(427f) Mobile-Surface-Charge Model for the Accurate Prediction of Cell Surface Charge from Electrophoretic Mobility Data

The measurement of cell electrophoretic mobility (EPM), the ratio of velocity to electric field strength, is often used to estimate the total surface charge of a cell. However, comparison of surface charges calculated from EPM values with recent colloid titration measurements shows that the most widely used EPM model dramatically underestimates surface charge. For example, bovine aortic endothelial cells have a chemically-determined surface charge of 1.07 coulomb/m², while a calculation from EPM data using the often-cited Smoluchowski formula predicts only 9.38x10^-3 coulomb/m². A new model that incorporates the effects of cellular size and electric field strength to accurately predict surface charges from electrophoretic mobility has been developed.

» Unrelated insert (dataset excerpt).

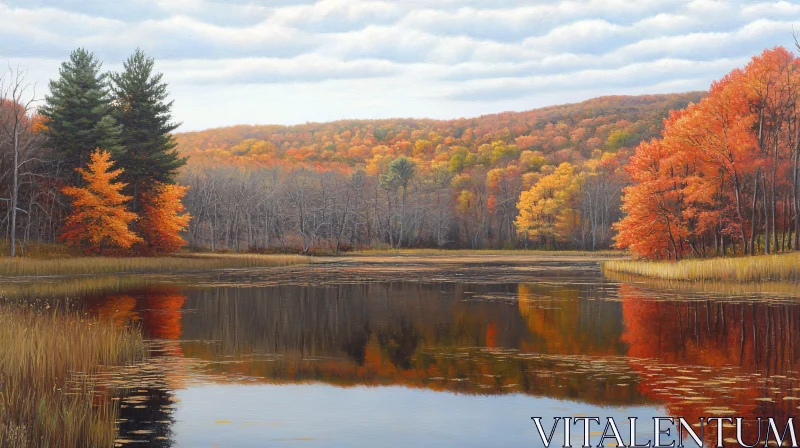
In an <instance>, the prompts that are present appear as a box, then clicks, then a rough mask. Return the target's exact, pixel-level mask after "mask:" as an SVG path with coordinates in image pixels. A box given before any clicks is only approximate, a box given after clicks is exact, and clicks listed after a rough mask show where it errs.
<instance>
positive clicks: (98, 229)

Previous models have predicted that electrophoretic mobility (EPM) is dependent only on cell surface charge, bath viscosity and ionic strength of the electrolyte. The new model accounts for electrically-driven redistribution of mobile surface charge islands, such as the recently proposed ?lipid raft? structures. This model adjusts surface charge predictions based on a new dimensionless quantity that balances the cell radius, the electric field strength, and the average diameter of charged membrane complexes. Predicted values correlate well with colloid titration data from the literature for four distinct cell types.